Парень соскочил с кровати, как был в исподнем, и ступни его с такой же чугунной крепостью впаялись в
еловый пол, как и ноги его матери. Они стояли друг против друга; отец, чуя недоброе, уже начал было
выдвигаться из-за материнского плеча угрюмым, настороженным лицом.
— Никуда вы ее не выгоните! — закричал сын. — А если выгоните, то и я уйду из дому. И вот тебе крест,
мать, — безбожный отрок яростно перекрестился, — больше не вернусь.
По избе пролетело долгое молчание в несколько секунд. Обомлевшая беженка стала неслышно клониться
к лавке у дверей, да так там и осталась, тихая, как мышь.
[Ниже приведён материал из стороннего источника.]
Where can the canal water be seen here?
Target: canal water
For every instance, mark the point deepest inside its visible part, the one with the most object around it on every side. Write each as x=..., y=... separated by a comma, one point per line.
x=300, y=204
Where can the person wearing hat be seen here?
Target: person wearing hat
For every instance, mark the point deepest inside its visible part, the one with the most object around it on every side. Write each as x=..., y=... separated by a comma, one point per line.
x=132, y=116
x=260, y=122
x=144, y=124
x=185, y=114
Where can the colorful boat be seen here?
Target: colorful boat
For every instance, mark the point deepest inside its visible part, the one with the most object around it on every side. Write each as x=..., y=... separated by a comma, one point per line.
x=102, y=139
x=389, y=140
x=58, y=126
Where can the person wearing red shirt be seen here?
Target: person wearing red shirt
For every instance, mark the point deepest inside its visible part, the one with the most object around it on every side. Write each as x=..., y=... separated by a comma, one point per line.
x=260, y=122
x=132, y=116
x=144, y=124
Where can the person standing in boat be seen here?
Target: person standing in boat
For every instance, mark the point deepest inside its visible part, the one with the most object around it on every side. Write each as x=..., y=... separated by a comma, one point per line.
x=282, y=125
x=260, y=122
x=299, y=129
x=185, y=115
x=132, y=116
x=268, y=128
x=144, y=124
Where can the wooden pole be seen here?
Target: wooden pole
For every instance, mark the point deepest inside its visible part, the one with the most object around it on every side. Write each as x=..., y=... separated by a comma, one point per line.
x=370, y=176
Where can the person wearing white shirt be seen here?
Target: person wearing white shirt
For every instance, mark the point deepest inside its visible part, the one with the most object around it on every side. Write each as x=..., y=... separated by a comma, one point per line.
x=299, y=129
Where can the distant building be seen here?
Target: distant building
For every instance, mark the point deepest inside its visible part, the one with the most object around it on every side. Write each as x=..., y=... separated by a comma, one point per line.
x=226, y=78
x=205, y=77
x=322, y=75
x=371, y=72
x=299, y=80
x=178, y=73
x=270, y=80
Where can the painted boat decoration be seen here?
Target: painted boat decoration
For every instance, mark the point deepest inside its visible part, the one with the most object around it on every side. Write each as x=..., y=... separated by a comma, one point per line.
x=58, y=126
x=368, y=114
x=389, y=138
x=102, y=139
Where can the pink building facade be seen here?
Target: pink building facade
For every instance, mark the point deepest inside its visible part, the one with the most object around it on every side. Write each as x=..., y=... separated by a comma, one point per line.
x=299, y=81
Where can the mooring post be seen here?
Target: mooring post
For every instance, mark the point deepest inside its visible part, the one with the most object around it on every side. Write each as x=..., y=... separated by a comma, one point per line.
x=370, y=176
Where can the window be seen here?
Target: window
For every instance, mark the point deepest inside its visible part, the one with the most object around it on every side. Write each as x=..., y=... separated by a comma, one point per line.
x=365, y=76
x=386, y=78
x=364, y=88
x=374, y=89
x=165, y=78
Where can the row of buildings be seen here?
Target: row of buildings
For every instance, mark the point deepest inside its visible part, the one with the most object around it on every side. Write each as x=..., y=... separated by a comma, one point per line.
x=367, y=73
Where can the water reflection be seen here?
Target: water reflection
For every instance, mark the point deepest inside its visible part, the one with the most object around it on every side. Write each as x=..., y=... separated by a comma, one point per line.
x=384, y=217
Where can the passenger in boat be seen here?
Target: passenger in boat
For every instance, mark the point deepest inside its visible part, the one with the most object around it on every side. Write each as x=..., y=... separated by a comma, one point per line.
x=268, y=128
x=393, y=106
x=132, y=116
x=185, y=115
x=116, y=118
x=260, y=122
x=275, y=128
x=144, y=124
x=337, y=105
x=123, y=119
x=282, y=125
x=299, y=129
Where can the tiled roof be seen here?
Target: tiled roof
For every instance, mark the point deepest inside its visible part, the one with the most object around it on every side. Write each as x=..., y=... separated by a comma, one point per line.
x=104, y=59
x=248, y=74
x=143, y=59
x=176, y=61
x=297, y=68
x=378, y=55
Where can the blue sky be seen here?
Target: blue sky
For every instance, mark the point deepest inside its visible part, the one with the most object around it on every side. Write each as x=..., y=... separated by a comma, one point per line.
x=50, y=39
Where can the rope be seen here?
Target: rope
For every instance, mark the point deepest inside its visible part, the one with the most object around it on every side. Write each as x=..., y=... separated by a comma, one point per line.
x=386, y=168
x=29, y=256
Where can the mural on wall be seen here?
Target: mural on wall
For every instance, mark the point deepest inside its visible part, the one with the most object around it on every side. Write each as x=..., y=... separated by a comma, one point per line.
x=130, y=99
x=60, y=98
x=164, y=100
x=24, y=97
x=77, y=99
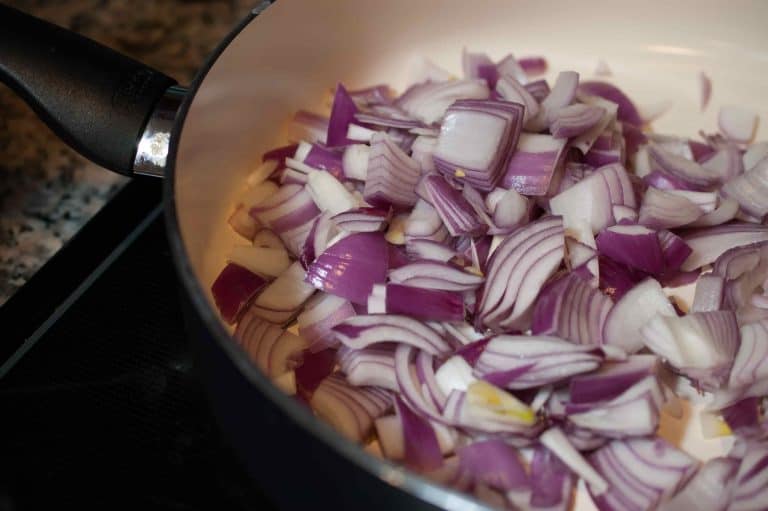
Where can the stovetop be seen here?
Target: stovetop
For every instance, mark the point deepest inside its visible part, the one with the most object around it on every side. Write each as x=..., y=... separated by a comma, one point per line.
x=101, y=404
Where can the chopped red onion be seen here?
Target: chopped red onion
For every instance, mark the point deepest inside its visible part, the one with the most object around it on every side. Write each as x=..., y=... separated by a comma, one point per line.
x=539, y=89
x=509, y=67
x=435, y=275
x=423, y=303
x=233, y=289
x=633, y=245
x=475, y=140
x=320, y=315
x=518, y=269
x=571, y=309
x=428, y=102
x=535, y=65
x=350, y=267
x=663, y=210
x=342, y=114
x=750, y=189
x=551, y=482
x=312, y=126
x=559, y=445
x=373, y=366
x=522, y=362
x=362, y=219
x=511, y=90
x=350, y=410
x=710, y=489
x=750, y=364
x=532, y=165
x=281, y=300
x=391, y=175
x=701, y=345
x=271, y=348
x=457, y=214
x=479, y=65
x=640, y=473
x=627, y=111
x=362, y=331
x=563, y=93
x=422, y=451
x=711, y=242
x=494, y=463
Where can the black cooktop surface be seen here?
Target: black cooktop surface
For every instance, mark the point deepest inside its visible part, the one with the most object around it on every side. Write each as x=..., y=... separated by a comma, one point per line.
x=100, y=404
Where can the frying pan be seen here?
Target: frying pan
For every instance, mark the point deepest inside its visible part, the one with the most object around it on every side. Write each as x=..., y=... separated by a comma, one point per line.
x=205, y=138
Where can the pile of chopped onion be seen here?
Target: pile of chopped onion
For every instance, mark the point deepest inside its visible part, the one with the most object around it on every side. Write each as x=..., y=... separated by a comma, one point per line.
x=479, y=270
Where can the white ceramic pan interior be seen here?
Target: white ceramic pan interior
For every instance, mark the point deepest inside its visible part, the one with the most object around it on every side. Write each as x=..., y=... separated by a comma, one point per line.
x=291, y=55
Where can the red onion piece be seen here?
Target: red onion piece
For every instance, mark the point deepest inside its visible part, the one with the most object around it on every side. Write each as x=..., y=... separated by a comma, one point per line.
x=342, y=113
x=422, y=451
x=312, y=370
x=479, y=65
x=559, y=445
x=750, y=189
x=710, y=243
x=428, y=102
x=633, y=245
x=391, y=176
x=456, y=212
x=709, y=293
x=750, y=364
x=532, y=166
x=350, y=410
x=362, y=220
x=751, y=484
x=664, y=210
x=280, y=153
x=281, y=299
x=640, y=473
x=233, y=289
x=435, y=275
x=313, y=127
x=573, y=120
x=511, y=90
x=362, y=331
x=374, y=366
x=326, y=159
x=539, y=89
x=374, y=95
x=522, y=362
x=320, y=315
x=551, y=482
x=518, y=269
x=494, y=463
x=350, y=267
x=571, y=309
x=476, y=139
x=425, y=304
x=271, y=348
x=563, y=93
x=632, y=311
x=736, y=123
x=701, y=345
x=627, y=111
x=710, y=489
x=705, y=90
x=535, y=65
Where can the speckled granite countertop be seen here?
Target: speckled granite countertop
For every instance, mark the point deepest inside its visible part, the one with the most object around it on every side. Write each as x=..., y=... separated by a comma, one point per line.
x=47, y=192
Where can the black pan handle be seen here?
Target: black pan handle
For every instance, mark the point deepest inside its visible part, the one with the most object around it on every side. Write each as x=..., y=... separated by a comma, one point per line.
x=97, y=100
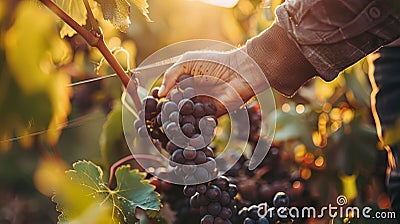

Отец, не глядя на сына, строго бросил в пространство:
— Однако надоело слушать бабьи свары.
Он первый ушел на свою половину, громогласно зевая. За ним отправилась расстроенная мать. Они
унесли с собой лампу и тотчас погасили ее.
Лунная ночь блистала за окнами. Белый широкий сноп передвигался по столу, по половицам, и, когда
дошел до девушки, ничком лежавшей на лавке, Кирилл увидел, что она беззвучно трясется.
Значит, все эти ночные часы она проплакала, а он даже ничего не слышал! Он снова вылез из-под одеяла,
стараясь не топать босыми ногами, подошел к ней и нагнулся.
Она замерла не шевелясь.
— Слушай, — сказал он ей с досадой, — что ты им поддаешься? Где твоя самостоятельность?
Он потряс ее за плечо для ободрения и почувствовал, как оно остро, плохо прикрыто шалькой.
— Вот что, — решил вдруг он. — Иди сюда. — Тем же рывком рассерженного мальчишки он легко
столкнул ее с лавки и довел до своей постели. — Ложись. Ты что — собака, у порога жить?
Она послушно легла в его кровать и снова задрожала.
— Да спи ты! — зашипел он, не зная, что надо толком делать: то ли прижать ее к себе для того хотя бы,
чтобы согреть, или отодвинуться на самый краешек и не пугать девку. Он заснул раньше, чем додумал.
А утром сказал опешившей матери, когда она увидела две головы на одной подушке:
— Мы с Софьей женились, и лучше вы ее теперь не трогайте.